El blog de Amaya Valdemoro

Nicolás San José, con Amaya Valdemoro

Hasta siempre amigo

No estoy para nada. Hoy es uno de esos días en los que solo quiero estar en la cama, llorar e intentar sacar lo que me pesa dentro.

Ayer se fue alguien demasiado importante para mí. Una persona que siempre estuvo a mi lado, que me respetó, que me ayudó en los malos momentos y disfrutó al máximo junto a mí de los buenos. Una persona que me quería y a la que quiero.

Nos unió el baloncesto. Sin duda era un enamorado del deporte de competición y fue en ese ámbito donde comprobé por primera vez su tremendo don de gentes. Cercano, cariñoso, sincero, protector al máximo y, sobre todo, muy especial porque si hay que poner un nombre al lado de la palabra carisma es el suyo.

La vida le ha dejado demasiado pronto. No entiendo por qué los buenos se nos van antes, joder.

Para quien no nos conociera o no supiera de nuestra relación y nos viera se podía decir que fue mi agente pero era mucho más que eso. Era mi amigo. Alguien que me entendía a la perfección, que sabía comprender esos miedos que asaltan a una persona que vive con la presión y la tensión de la competición y que a veces te vuelven insoportable, vulnerable o todo lo contrario. Me quedo con que siempre estuvo en los malos momentos, escuchando, opinando, valorando y dando su punto de vista pero siempre desde el respeto. Ayudaba y sumaba. Su trabajo era su pasión y por eso era tan bueno en lo que hacía.

Creo que por eso durante este largo año y medio que estuviste batallando contra el cáncer nunca paraste de trabajar porque estoy segura de que te daba fuerzas para seguir adelante.
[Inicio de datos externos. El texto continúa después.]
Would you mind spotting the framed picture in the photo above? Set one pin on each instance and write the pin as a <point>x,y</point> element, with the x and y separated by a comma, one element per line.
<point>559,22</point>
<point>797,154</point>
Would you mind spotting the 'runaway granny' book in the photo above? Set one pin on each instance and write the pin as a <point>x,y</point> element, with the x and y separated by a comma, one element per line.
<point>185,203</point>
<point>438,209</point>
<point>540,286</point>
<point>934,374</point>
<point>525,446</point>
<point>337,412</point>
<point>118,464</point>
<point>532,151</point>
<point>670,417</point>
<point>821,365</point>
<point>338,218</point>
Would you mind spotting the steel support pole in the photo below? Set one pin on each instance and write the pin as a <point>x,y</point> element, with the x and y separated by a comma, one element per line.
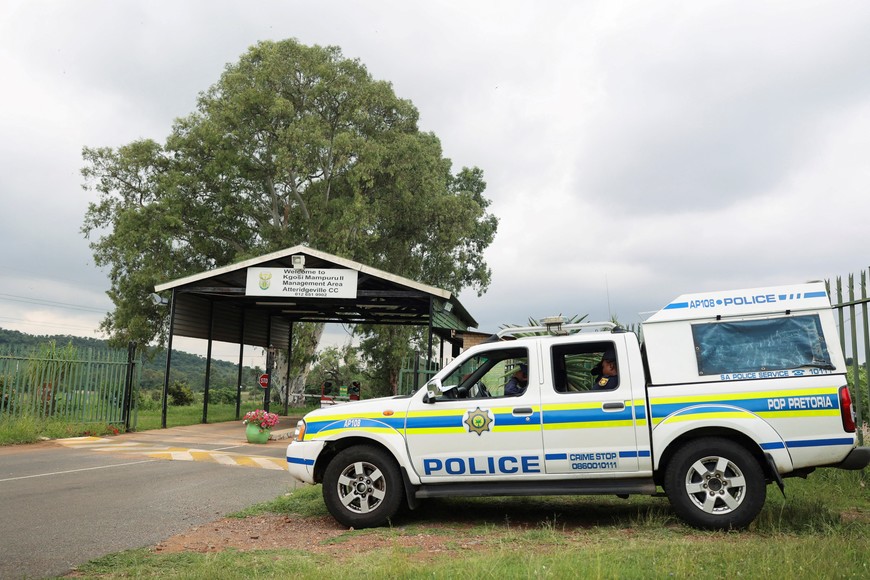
<point>208,361</point>
<point>168,358</point>
<point>241,367</point>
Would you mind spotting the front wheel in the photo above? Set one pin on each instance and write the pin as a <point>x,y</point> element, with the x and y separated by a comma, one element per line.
<point>715,484</point>
<point>362,487</point>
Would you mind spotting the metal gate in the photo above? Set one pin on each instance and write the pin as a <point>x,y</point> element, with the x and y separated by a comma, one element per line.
<point>93,386</point>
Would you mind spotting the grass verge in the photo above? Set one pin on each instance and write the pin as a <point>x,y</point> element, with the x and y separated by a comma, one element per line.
<point>820,530</point>
<point>17,430</point>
Enamorado locamente de la canasta y su mundo hasta el final.

¡Cuánto te debe el baloncesto femenino y seguramente no te lo ha compensado! ¡Cuánto te debo yo, la persona y la jugadora! Si hay alguien en mi carrera deportiva al que debo agradecimiento es a ti. Junto a mi padre habéis sido los pilares fundamentales y tengo claro que nada habría sido lo mismo.
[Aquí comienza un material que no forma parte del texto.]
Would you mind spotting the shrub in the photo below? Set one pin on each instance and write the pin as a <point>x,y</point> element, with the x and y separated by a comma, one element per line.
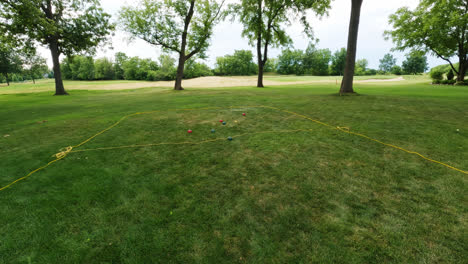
<point>462,83</point>
<point>396,70</point>
<point>448,82</point>
<point>450,75</point>
<point>436,74</point>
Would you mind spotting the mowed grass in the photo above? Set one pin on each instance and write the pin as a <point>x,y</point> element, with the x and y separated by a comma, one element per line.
<point>319,196</point>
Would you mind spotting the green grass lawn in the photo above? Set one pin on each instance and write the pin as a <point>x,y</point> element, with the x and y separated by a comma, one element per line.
<point>317,196</point>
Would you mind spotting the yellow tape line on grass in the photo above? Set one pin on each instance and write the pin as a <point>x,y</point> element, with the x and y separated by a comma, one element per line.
<point>72,149</point>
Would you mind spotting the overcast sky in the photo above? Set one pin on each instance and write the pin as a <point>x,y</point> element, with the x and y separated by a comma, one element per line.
<point>332,31</point>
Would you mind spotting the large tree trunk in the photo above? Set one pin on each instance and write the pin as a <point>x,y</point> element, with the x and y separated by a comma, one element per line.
<point>180,73</point>
<point>260,74</point>
<point>347,83</point>
<point>462,71</point>
<point>183,46</point>
<point>259,46</point>
<point>59,89</point>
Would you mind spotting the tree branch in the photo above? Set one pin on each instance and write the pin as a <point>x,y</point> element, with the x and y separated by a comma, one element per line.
<point>440,56</point>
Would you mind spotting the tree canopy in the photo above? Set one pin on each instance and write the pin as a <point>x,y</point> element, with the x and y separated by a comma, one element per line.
<point>439,27</point>
<point>65,26</point>
<point>240,63</point>
<point>264,20</point>
<point>180,26</point>
<point>10,59</point>
<point>416,62</point>
<point>338,62</point>
<point>387,63</point>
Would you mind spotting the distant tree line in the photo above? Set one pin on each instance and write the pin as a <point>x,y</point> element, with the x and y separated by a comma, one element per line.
<point>20,64</point>
<point>129,68</point>
<point>318,62</point>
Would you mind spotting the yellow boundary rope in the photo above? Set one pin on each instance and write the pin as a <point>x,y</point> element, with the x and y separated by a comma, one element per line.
<point>64,152</point>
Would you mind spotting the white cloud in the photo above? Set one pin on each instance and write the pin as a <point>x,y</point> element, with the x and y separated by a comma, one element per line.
<point>332,32</point>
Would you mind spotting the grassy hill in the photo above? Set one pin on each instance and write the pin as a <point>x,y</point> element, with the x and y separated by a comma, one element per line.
<point>284,190</point>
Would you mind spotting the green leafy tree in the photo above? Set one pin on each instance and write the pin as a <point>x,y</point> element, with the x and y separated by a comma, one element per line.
<point>450,75</point>
<point>436,74</point>
<point>181,26</point>
<point>290,62</point>
<point>396,70</point>
<point>120,59</point>
<point>168,70</point>
<point>439,27</point>
<point>348,76</point>
<point>415,63</point>
<point>35,66</point>
<point>104,69</point>
<point>264,21</point>
<point>338,62</point>
<point>270,66</point>
<point>64,26</point>
<point>10,59</point>
<point>387,63</point>
<point>316,61</point>
<point>361,67</point>
<point>241,63</point>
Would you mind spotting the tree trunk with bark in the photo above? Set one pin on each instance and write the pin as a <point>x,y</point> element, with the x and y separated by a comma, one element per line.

Ahora solo pienso en que ya no te podré llamar para ponernos a charlar sobre cosas de la vida. Me faltarán tus consejos y no podremos escuchar juntos a Sabina… Va a ser duro oír una de sus composiciones y saber que no compartes esa sensación o que ya no me vas a entonar un canción de la tuna. Voy a echar de menos disfrutar de tus fabes, disfrutar de ti.
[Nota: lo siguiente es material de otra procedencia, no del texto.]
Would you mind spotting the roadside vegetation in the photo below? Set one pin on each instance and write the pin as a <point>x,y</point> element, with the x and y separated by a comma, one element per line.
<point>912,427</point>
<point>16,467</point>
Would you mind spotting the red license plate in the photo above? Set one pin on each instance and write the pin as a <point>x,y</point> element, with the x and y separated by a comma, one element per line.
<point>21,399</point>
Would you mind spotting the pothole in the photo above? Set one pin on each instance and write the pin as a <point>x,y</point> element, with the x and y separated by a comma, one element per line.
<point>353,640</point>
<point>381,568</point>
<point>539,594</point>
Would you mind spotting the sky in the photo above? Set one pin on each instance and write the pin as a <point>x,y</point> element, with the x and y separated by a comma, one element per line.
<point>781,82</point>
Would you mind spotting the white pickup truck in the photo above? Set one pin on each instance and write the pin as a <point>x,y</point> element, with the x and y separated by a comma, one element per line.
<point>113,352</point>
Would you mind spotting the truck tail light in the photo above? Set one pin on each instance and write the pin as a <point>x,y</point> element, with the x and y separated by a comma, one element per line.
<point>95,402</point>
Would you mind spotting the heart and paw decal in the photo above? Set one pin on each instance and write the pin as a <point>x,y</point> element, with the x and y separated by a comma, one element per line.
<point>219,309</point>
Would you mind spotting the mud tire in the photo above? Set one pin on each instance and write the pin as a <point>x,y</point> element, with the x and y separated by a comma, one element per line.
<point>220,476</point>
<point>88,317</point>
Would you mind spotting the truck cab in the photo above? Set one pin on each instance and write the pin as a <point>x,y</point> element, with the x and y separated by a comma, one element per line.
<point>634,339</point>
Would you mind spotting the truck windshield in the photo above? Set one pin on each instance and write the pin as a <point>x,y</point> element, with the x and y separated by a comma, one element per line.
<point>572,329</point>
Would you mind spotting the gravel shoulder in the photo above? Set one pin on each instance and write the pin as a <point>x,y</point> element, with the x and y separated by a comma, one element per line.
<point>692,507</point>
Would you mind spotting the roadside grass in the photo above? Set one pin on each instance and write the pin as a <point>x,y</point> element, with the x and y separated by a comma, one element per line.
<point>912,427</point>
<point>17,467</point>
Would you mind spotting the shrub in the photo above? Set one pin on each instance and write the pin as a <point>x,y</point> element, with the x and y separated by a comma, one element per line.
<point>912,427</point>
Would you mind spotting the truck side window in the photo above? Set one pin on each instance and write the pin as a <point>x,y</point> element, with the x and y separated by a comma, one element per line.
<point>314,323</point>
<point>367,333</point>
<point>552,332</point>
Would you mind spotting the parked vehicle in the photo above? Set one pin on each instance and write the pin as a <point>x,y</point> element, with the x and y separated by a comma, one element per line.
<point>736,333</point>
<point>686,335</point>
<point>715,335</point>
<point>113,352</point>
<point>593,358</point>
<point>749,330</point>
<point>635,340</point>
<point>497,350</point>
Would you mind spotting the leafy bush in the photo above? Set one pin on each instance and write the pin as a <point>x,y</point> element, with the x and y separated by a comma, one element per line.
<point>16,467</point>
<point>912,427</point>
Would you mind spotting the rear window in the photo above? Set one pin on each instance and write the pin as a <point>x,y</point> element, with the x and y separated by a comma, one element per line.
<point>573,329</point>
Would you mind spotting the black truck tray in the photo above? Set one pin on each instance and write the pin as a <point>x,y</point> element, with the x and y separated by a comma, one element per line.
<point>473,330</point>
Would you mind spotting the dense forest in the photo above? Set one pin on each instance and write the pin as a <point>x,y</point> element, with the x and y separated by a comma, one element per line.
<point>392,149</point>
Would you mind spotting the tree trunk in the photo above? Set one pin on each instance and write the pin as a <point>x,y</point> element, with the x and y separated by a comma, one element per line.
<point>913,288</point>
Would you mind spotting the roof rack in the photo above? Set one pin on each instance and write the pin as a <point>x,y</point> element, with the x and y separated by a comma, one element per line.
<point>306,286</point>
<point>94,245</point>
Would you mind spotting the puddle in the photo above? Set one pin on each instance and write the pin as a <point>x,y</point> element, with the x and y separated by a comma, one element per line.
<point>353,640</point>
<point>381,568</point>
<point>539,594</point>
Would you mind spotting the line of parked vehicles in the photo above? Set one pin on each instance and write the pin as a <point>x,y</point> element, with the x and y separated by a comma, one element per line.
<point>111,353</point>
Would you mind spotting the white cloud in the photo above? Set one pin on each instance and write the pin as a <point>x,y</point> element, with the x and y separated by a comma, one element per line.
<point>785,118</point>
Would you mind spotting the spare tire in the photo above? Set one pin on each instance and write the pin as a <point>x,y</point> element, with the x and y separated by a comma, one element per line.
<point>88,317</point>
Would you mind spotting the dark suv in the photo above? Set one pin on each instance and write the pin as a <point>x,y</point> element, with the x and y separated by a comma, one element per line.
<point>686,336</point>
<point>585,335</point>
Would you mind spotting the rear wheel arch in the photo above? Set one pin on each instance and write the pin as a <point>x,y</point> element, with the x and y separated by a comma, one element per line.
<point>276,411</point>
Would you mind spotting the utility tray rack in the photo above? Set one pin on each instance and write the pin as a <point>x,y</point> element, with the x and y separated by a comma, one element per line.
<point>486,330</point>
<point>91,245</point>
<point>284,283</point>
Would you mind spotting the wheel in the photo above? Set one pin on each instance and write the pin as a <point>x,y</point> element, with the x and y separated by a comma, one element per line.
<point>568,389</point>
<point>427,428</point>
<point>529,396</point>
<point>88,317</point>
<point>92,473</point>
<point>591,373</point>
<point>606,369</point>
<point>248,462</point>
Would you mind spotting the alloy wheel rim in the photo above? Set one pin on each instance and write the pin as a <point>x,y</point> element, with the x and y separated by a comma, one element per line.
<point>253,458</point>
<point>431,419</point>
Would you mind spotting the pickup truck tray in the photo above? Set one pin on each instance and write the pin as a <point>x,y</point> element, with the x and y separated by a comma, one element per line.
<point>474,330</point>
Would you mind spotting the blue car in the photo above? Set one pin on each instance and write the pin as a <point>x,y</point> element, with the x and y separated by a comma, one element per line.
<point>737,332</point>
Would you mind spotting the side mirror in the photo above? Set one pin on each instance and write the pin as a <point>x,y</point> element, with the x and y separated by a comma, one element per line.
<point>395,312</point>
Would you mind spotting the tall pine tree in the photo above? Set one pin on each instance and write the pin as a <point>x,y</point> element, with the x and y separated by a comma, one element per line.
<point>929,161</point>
Sabíamos cuál era el destino que acompañaba a tu enfermedad e intentábamos hacernos a la idea pero el desenlace nos ha pillado a todos muy pronto y por eso el dolor por no tenerte aquí es tan grande porque te necesito para que me digas que aguante, que para eso soy Agustina de Aragón. Necesito que hoy me arranques una sonrisa, que me digas: “respira Valdemoro, respira…”.

Muchas personas van y vienen en nuestra vida pero otras dejan una huella eterna. Espero que con el paso de los días pueda recordarte sin lágrimas o sin este dolor en el pecho y seguro que sonreiré al pensarte. Creo que aquellos que te rodean son fundamentales. Tu formación y tú, amigo, me hiciste mejor persona.

Quiero parar de llorar y no puedo. Amigo Nico, te echaré tanto de menos. Descansa en Paz.